Il était une fois (j'ai toujours voulu écrire ça) deux super-héros (ça aussi ça me fait du bien) qui furent un voyage vers un pays nommé le Canada (petite blague). En fait, nos deuzéros furent invité à un rassemblement de joyeux lurons dans la région de l'Outaouais pour y donner un spectacle ayant pour but d'y sauver quelques âmes.

Bon... OK... Assez les drôleries...

Pierre C et moi avons donc participé au colloque TIC de la région de l'Outaouais le 26 avril dernier. Colloque organisé par les animateurs RÉCIT de cette région en collaboration avec l'Université du Québec en Outaouais (et peut être d'autres personnes, ils étaient pas mal de monde à l'organisation).

1) Félicitations aux organisateurs! Une très belle journée où tout s'est bien déroulé.

2) Bravo à l'UQO pour son implication (en temps humain et en $$) dans ce colloque. Ceci démontre l'implication de l'université dans son milieu.

3) J'ai déjà dit (peut être écrit quelque part aussi) que le type formation que je préfère est la formule camp TIC (4.5 jours) car les participants ont le temps de faire des erreurs et de produire/construire une situation d'apprentissage intégrant les TIC à vivre en classe. L'impact d'une telle formule est perceptible.

J'aime bien aussi les 2 jours de formation sur un sujet précis, comme la robotique par exemple. Dans ce cas, après les 2 jours, les participants ont également construits leur SA bien qu'ici les erreurs sont moins nombreuses ;o)

Pour que ces deux types de formations puissent avoir des participants, des graines doivent être semées au préalable. Et un colloque régional TIC permet à cette semence de se faire dans un contexte stimulant.

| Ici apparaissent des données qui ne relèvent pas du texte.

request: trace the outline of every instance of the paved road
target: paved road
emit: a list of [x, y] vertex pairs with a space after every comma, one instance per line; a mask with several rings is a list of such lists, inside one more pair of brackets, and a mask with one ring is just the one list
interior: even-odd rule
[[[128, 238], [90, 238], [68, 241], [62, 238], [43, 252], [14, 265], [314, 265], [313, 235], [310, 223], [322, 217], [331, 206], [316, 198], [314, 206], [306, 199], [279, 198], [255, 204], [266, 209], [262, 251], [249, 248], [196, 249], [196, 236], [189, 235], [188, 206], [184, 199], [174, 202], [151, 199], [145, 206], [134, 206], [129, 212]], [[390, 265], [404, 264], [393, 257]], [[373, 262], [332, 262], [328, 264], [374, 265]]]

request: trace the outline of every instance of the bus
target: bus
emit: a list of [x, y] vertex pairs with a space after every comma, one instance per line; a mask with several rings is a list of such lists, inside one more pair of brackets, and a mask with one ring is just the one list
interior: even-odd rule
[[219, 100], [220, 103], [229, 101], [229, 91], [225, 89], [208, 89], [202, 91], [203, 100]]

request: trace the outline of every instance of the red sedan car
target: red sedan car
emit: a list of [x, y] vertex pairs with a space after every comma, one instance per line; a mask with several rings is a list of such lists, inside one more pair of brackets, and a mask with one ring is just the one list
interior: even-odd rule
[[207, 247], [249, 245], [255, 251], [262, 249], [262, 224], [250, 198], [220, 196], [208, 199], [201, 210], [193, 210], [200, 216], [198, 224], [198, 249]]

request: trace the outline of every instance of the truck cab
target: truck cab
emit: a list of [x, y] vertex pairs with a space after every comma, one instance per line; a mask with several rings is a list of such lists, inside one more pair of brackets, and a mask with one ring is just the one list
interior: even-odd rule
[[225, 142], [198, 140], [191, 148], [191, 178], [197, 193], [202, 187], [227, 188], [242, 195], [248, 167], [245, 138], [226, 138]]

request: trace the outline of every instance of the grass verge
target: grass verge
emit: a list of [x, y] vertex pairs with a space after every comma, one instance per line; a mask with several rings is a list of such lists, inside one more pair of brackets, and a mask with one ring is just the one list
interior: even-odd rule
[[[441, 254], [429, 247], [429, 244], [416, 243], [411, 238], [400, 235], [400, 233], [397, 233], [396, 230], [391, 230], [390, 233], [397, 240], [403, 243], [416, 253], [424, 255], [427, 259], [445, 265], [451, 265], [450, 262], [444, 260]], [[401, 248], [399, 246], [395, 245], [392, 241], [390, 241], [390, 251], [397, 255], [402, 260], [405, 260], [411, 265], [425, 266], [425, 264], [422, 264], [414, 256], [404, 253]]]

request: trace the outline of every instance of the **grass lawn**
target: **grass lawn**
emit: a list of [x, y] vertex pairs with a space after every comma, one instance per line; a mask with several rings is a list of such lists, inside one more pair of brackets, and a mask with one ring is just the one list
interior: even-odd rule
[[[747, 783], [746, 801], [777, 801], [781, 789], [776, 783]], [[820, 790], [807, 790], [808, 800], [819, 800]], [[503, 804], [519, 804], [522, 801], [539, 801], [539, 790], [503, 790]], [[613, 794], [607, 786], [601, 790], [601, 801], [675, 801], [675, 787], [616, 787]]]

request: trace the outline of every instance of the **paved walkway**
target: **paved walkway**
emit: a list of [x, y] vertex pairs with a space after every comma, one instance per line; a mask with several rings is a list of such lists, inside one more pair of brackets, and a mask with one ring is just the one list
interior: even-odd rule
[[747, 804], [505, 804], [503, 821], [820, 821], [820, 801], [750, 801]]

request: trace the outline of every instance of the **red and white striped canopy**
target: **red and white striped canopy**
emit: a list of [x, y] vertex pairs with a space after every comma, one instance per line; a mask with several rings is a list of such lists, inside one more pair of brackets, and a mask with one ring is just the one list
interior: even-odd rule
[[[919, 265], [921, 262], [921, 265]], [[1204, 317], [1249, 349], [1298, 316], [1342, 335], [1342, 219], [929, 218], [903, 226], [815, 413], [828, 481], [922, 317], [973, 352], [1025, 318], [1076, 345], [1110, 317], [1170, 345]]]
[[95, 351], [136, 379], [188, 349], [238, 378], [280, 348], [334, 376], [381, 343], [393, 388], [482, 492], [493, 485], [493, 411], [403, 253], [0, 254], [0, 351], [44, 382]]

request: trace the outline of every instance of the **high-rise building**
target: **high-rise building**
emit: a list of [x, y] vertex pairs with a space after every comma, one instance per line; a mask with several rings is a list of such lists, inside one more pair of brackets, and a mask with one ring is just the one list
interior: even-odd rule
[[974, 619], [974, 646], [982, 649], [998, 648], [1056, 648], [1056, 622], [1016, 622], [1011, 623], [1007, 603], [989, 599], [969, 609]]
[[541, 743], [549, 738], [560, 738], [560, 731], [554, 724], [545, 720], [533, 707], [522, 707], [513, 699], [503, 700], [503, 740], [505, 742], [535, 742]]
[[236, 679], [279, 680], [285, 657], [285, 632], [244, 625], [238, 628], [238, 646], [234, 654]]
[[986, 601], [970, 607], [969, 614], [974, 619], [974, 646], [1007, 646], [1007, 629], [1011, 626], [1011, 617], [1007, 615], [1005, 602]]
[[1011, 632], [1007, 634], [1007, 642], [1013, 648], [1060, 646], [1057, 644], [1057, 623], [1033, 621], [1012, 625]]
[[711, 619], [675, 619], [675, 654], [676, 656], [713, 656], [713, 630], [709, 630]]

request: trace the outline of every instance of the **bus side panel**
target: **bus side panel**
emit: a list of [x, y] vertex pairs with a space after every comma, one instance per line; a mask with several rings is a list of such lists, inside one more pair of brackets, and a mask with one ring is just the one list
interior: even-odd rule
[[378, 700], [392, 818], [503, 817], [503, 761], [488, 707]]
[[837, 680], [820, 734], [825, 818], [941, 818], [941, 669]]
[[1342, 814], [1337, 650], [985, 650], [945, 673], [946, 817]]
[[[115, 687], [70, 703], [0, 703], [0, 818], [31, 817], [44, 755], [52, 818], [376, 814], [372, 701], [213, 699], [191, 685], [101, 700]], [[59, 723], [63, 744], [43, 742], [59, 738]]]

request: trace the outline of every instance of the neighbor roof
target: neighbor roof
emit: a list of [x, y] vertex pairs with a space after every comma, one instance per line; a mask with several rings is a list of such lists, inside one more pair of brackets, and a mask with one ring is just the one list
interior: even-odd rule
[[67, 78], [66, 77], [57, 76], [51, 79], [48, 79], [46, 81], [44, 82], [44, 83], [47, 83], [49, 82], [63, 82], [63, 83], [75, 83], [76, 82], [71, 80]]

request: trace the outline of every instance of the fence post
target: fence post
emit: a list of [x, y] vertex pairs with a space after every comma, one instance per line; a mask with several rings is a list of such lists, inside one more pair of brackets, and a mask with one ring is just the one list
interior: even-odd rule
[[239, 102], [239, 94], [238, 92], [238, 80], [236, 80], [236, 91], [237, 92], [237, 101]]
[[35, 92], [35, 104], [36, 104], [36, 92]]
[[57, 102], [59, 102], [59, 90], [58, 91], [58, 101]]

Quelles sont donc ces graines? Une des graines, est le travail des organisateurs autour du projet commun. Je crois qu'on sous-estime les impacts et les retombés d'un travail en collaboration. Pour notre part (RÉCIT MST), nous avons semé cette fois-ci (lors des années antérieures nous avons semé de la robotique, de la publication web, des SAO, etc) une graine nommé Squeak et une autre nommé Geobidule (Geonext, Geogebra...).

Ma surprise fut de voir l'intérêt des participants pour le logiciel Squeak. Notre atelier présentait plusieurs TIC (sondes, microscope numérique, robotique, outils de sondages...) mais les participants furent attirés par cette application très difficile de prise en main. Pourquoi? Hum... Je n'ai que des hypothèses pour y répondre. Mais une des hypothèses que je fouillerai plus intensément est celle-ci: Squeak n'est pas un logiciel; ayant pour but de produire (texte, image, son, vidéo...) mais bien d'apprendre.

4) En conclusion, ce colloque réussi, année après année, à freiner l'immobilisme.